For the United States, the precedent set by Operation Epic Fury extends well beyond Iran. Every nation currently engaged in negotiations with Washington — from North Korea to Venezuela to China on trade — is now recalibrating what American diplomatic commitments actually mean when the president can endorse regime change on a Tuesday and order strikes two weeks later. The long-term cost of that credibility damage may ultimately outweigh whatever tactical gains the operation achieved.
Conclusion
The fifteen-day timeline from Trump’s February 13 regime-change endorsement to the February 28 joint strikes on Iran is not a story of rapid escalation. It is a story of a military operation that was clearly in planning long before the president tipped his hand at Fort Bragg. The scale of Operation Epic Fury — 200 fighter jets, 500 targets, nine cities, the killing of a head of state and approximately 40 senior leaders — confirms that this was months in preparation, not a reaction to failed diplomacy.
What remains unresolved is whether the operation will achieve what Trump said he wanted. Experts across multiple institutions agree that killing leaders is not regime change. Iran’s government continues to function, its military retains retaliatory capability, and the regional consequences — from missile strikes on US bases in three Gulf countries to the collapse of diplomatic credibility — are still unfolding. The coming weeks will determine whether February 28 was the beginning of a new political order in Iran or the beginning of a prolonged regional conflict with no clear exit strategy.
Frequently Asked Questions
Did Trump explicitly call for regime change in Iran before the strikes?

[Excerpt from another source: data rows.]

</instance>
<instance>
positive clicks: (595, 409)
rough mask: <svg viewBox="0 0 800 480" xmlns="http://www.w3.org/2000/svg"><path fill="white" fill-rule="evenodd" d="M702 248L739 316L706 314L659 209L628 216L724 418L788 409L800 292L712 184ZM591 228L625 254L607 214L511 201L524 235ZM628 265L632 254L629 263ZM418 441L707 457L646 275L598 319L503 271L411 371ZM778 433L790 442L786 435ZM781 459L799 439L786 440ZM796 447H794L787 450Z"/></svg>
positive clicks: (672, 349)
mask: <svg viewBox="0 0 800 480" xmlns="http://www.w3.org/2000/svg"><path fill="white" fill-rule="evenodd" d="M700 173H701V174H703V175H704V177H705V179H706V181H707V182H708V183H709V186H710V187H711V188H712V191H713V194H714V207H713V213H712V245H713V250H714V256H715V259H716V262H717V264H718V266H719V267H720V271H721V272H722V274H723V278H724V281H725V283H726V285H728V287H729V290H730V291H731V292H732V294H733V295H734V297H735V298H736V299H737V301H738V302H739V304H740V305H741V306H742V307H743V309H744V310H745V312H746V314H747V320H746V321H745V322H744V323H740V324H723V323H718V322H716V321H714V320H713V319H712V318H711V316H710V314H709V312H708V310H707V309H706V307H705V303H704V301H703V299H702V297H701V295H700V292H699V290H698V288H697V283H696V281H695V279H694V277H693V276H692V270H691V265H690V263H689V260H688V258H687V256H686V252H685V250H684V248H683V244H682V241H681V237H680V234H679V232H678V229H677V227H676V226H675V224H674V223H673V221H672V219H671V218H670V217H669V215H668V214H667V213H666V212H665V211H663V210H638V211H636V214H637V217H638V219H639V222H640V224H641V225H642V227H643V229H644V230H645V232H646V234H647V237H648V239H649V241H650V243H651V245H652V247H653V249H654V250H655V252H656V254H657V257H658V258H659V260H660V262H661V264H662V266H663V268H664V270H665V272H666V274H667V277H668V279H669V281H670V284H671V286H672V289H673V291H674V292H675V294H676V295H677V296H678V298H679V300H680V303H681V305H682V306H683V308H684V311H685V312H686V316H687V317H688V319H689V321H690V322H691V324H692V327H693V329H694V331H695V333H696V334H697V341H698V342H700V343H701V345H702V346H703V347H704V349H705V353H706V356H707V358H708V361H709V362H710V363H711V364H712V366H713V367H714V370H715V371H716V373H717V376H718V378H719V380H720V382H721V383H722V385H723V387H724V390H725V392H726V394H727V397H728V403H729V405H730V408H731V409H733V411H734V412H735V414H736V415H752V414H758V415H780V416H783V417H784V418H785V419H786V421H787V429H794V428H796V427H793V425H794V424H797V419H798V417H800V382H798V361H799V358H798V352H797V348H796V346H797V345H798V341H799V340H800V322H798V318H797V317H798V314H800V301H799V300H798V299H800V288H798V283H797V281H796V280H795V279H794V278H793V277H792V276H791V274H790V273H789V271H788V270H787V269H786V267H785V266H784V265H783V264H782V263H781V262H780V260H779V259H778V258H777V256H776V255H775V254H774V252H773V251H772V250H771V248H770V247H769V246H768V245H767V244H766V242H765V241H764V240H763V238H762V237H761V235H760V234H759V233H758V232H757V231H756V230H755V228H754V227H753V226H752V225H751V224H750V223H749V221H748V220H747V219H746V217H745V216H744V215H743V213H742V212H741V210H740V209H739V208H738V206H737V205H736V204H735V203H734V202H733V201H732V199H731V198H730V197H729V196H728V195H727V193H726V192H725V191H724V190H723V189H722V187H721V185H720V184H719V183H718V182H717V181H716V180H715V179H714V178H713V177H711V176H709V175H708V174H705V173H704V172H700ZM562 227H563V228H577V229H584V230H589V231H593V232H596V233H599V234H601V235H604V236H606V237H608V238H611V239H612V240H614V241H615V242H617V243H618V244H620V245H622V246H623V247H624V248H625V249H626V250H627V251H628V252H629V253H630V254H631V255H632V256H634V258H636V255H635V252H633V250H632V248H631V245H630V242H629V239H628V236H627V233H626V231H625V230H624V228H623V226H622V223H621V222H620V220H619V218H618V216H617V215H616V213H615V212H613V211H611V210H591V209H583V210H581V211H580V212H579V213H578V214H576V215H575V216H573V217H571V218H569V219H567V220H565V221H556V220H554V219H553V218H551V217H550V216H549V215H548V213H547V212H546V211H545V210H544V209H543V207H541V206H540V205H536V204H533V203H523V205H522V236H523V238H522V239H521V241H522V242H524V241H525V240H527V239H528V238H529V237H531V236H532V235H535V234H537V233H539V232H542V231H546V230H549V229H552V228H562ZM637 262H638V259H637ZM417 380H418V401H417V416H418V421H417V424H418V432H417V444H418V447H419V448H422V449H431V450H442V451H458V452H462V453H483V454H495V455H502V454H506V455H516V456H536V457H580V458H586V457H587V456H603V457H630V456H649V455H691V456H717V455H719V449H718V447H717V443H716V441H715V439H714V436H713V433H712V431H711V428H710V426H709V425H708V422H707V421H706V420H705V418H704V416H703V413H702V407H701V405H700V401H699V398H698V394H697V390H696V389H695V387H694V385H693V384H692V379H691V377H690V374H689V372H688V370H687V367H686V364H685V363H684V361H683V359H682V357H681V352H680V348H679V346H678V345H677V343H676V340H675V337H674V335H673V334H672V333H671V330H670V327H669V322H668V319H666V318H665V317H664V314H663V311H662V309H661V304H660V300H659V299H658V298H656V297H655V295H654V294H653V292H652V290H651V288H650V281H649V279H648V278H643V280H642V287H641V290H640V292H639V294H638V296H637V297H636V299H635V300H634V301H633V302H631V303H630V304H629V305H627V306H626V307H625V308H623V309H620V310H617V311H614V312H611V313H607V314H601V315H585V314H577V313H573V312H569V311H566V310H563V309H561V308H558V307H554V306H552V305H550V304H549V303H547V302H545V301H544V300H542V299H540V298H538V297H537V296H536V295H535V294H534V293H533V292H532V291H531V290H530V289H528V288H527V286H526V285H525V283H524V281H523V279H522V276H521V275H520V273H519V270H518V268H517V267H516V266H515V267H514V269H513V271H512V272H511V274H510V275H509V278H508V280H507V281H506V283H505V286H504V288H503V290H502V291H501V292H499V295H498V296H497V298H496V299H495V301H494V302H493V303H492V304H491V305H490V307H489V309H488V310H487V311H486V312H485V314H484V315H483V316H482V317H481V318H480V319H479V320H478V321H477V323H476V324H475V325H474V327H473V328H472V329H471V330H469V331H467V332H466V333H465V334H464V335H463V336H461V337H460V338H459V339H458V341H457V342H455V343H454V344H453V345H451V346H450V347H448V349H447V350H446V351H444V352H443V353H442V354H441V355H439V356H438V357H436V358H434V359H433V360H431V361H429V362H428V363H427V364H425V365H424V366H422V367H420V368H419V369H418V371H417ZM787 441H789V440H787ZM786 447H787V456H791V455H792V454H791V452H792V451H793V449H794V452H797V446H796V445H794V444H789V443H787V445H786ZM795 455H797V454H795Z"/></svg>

Yes. On February 13, 2026, at Fort Bragg, North Carolina, Trump told reporters that regime change in Iran “seems like that would be the best thing that could happen.” He declined to specify who he wanted to see take power.
How many days passed between Trump’s statement and the strikes?
Fifteen days. Trump made the regime-change comment on February 13, and Operation Epic Fury launched on February 28 at approximately 1:15 AM Eastern time.
Was Ayatollah Khamenei killed in the strikes?
Yes. An unnamed Israeli official confirmed that Khamenei’s body was recovered and identified by intelligence sources, as reported by NPR and Fox News.
How many people were killed in the strikes?
The Iranian Red Crescent Society reported more than 200 people killed across Iran. The US and Israel claimed to have eliminated approximately 40 senior Iranian leaders specifically. Final casualty figures may change as more information emerges.
Did Iran retaliate?
Yes. Iran launched missiles and drones at Israel and at US military installations in Bahrain, Kuwait, and Qatar.
Were nuclear talks happening at the time of the strikes?
Yes. The US and Iran were engaged in Omani-mediated nuclear discussions in Geneva — their third round — when the strikes occurred.